Dopo due ore esatte a lisciare i bordi delI’Isarco, sull’allenamento calano le serrande: Alex appare sciolto, motivato seppur compresso, deciso a non mollarlo. Non l’oro, bensì il professore che si è giocato l’intera faccia assieme a lui: “Lotterò fino all’ultima possibilità per fare chiarezza su questa storia”. Poi lo abbraccia — “Grazie, professore!” — e sintetizza due ore di gloria polverosa: “Quando sbarcarono sulla luna, dissero: ‘Questo è un piccolo passo per l’uomo, uno gigantesco per l’umanità’, oggi è stato uguale per me”. Chi scrive ha visto: poi ha scritto.

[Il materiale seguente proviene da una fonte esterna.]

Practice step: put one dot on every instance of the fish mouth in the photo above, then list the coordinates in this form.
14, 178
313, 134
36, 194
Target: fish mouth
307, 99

La sfida continua, sulla strada: “A volte l’uomo inciampa nella verità, ma nella maggior parte dei casi si rialzerà e continuerà per la sua strada” disse W. Churchill. La Iaaf ne ha sospesi due bandendone uno: due piccioni con una fava. Alex-senza-doping stava frantumando i cronometri sulla strada per Rio: la cosa più facile era innalzare il muro di una giustizia ad orologeria. Funziona quasi sempre, dappertutto. A vincere così, però, sono capaci tutti, in tanti. Il vile agguato di cui parla il prof-Donati lascia un’amara constatazione: c’è anche chi il doping lo vuole tutelare. Disposto a trasformare i figli in armi per tentare di vincere in tribunale le separazioni non consensuali. Quelle che, gioco-forza, non si riesce a vincere alla pari. Che, alla fine, sarebbe l’essenza dello sport.